Dabbling in Data Deduplication
Data deduplication is an easy concept to grasp: Don’t back up each copy of a 4-megabyte PowerPoint from every employee’s hard drive. You know, the one with the dancing bar graphs to distract you from flat sales? If that file really needs to be saved (dubious), then just save one copy, not 20, and let the backup software keep track so users can restore the dancing bar graphs in the future.
There are three reasons why organizations no matter how small should investigate a backup process that includes data deduplication: to reduce the size of the backup data, to reduce the time it takes to process the backup data and to upgrade backup processes (always a good idea).
Reducing the size of the backup data, might not seem important anymore. After all, new 2-terabyte hard drives are almost as cheap as a tank of gas these days (especially for those with trucks and SUVs). You can certainly afford a few more hard drives for the backup hardware.
But your hardware might not be able to handle the new drives, so you must buy new backup hardware too — meaning the price tag just went up (like gasoline). Or, your current backup processes might be backing up too much, meaning you’re buying new disks to hold information that shouldn’t be saved at all. Worse, you’re saving that same worthless information over and over.
You may not have the time to run a backup process that transfers several TB of data. If your servers support people around the clock, when do you have four hours to lock users out and back up? This is especially true if you back up remotely. If you take up a remote site’s Internet bandwidth during work hours, the remote office will have terrible Internet response time, and people will grumble.

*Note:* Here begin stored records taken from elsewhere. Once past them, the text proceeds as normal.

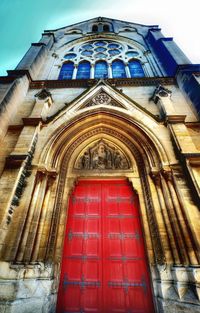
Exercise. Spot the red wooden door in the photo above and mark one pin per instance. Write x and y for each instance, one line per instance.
(104, 267)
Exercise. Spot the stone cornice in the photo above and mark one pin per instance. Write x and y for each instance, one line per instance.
(81, 83)
(78, 83)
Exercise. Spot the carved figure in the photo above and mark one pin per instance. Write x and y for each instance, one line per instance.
(102, 156)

You can dedupe your data before or after you complete your back up. If you use dedupe software on the same server holding the data to back up, the software can churn through, find the duplicated files or disk blocks (if your backup is more granular), and pick one instance to back up. This works great if your backup window is constrained, because only the deduplicated files will be transmitted.

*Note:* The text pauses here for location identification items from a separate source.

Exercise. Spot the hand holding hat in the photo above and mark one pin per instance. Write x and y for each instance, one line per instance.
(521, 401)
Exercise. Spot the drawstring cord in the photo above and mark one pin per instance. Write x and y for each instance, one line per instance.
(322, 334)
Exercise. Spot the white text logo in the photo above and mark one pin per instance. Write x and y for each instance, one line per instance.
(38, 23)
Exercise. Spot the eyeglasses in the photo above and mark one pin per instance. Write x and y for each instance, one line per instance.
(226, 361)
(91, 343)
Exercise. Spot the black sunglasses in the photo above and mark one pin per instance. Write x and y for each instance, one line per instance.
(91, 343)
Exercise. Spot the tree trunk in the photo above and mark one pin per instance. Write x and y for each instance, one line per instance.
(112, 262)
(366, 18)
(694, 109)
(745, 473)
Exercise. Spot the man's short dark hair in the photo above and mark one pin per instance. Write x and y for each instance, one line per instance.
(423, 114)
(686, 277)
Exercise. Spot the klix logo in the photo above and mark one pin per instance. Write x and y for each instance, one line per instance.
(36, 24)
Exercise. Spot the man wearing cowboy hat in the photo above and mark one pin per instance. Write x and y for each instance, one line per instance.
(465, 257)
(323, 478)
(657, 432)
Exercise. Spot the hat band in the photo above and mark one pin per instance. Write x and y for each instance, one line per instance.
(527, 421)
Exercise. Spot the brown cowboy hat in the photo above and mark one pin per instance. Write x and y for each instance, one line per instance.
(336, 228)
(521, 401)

External dedupe appliances can do the same thing by organizing data from multiple servers and clients before sending data to another location for redundancy (or disaster recovery). Client software for cloud backup systems runs deduplication processes before uploading data. This is called source reduplication.
Target deduplication accepts backup data as fast as possible to speed the process, and then analyzes the data later for deduplication. This requires intelligent dedupe appliances that compress the data, such as those from Quantum, which makes a 2.2TB appliance that can hold as much as 40TB of uncompressed data.

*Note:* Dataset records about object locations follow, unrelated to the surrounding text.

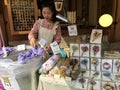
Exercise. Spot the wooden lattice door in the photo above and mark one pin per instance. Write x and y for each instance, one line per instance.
(21, 15)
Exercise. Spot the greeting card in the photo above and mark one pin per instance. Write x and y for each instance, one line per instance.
(96, 36)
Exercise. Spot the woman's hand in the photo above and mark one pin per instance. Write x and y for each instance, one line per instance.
(33, 42)
(47, 48)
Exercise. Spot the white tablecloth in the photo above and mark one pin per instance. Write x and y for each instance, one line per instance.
(25, 74)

If your organization doesn’t have 40TBs of data to back up, look at it this way: Those 40TBs might include 90 days of backups. The more backups a data safety administrator has, the better he or she sleeps.
One critical step that people sometimes overlook is that their backup device destination must be absolutely rock-solid. If you have only one local copy of a file, do all you can to ensure that copy is well maintained. Use high-quality disks and redundancy to protect your data.
In 10 years, deduplication will be automatic. But today, with so many organizations reporting inadequate backup processes, upgrading to a backup system that includes data deduplication should be a priority.